A Penny no le gustó el olor a casco chamuscado. Y salió fuera de la herrería con Mendruguito. Los demás se quedaron con Sacolín para observar el final de la operación. A Benjy le gustó el oficio de herrero. Pensaba que era una existencia muy entretenida tener una herrería, con una fragua enorme, y muchos caballos entrando y saliendo cada día, para ser herrados.
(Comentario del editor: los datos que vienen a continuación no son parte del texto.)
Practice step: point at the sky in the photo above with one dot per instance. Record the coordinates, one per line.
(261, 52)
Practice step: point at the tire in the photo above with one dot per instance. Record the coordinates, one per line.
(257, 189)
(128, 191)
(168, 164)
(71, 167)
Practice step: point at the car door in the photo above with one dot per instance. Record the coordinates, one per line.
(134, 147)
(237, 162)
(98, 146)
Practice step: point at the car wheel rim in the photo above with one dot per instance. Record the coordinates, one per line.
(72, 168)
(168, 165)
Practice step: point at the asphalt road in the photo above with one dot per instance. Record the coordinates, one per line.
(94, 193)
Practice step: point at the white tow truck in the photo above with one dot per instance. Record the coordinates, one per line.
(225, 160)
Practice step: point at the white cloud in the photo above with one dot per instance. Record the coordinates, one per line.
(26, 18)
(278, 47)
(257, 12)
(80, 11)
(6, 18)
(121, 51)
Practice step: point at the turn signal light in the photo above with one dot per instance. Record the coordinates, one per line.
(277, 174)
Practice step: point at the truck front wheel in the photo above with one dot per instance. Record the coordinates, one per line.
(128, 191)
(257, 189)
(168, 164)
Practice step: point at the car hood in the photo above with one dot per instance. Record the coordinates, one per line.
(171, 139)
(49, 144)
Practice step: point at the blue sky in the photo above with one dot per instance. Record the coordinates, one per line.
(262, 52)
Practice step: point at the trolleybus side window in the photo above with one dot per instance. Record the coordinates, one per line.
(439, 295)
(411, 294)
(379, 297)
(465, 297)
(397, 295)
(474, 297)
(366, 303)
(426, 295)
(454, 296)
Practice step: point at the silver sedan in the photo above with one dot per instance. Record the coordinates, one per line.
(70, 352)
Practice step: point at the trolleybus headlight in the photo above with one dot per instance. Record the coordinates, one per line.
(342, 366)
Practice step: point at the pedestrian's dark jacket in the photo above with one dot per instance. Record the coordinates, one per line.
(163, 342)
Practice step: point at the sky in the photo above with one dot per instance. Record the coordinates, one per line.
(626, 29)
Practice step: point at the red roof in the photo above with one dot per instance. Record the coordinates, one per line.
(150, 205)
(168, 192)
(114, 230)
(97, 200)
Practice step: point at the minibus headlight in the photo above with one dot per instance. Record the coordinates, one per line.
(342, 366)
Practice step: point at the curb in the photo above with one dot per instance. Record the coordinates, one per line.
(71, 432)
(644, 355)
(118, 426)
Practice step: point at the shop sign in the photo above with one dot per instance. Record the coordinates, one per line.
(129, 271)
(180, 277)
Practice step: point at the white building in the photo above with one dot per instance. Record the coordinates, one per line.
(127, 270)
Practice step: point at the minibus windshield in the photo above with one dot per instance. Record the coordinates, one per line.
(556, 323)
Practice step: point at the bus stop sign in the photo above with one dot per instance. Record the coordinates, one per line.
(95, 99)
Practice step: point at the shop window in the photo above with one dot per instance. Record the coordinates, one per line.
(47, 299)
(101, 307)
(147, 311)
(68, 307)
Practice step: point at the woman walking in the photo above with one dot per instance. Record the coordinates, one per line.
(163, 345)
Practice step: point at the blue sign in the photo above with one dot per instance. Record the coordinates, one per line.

—Tendrá usted mucho trabajo, ¿verdad? —le preguntó al herrero.

—Ni la cuarta parte que mi padre, y ni la décima que mi abuelo —fue la respuesta—. Ah, en los viejos tiempos, antes de la operación de los automóviles y antes de que los granjeros adquiriesen maquinaria nueva para sus campos, había más caballos de los que uno podía herrar. Y el negocio florecía. Pero en la actualidad se han acabado los coches de caballos, y en las granjas todo son máquinas. ¡No, ya no es negocio el mío!

—Entiendo —observó Benjy—. Un día tendré una granja de propiedad, y sólo trabajaré con caballos, y tendré mi propia herrería. ¡Esto sí que será estupendo!

—Bien, ya he terminado —concluyó el herrero, dándole a Hechicera una palmada en su reluciente lomo—. ¡Andando, amiguita! ¡Ya puedes volver a tu trabajo!

Penny montó de nuevo en la yegua, y los cinco regresaron lentamente a la granja, Sacolín iba a quedarse a tomar el té. Esto era estupendo. Después, irían todos a dar un paseo… y el «salvaje» una vez más les contaría todo lo que sabía referente a los pájaros que fuesen viendo.

—¿Cuándo volverás? —quiso saber Benjy, cuando Sacolín se despidió de ellos al final de la tarde.

—¡Cuando bañen a las ovejas! —respondió el viejo—. Os ayudaré. A las ovejas no les gusta bañarse… y yo las tranquilizaré. Espérame el día que bañen las ovejas, Benjy. ¡Creo que ya no tardará mucho!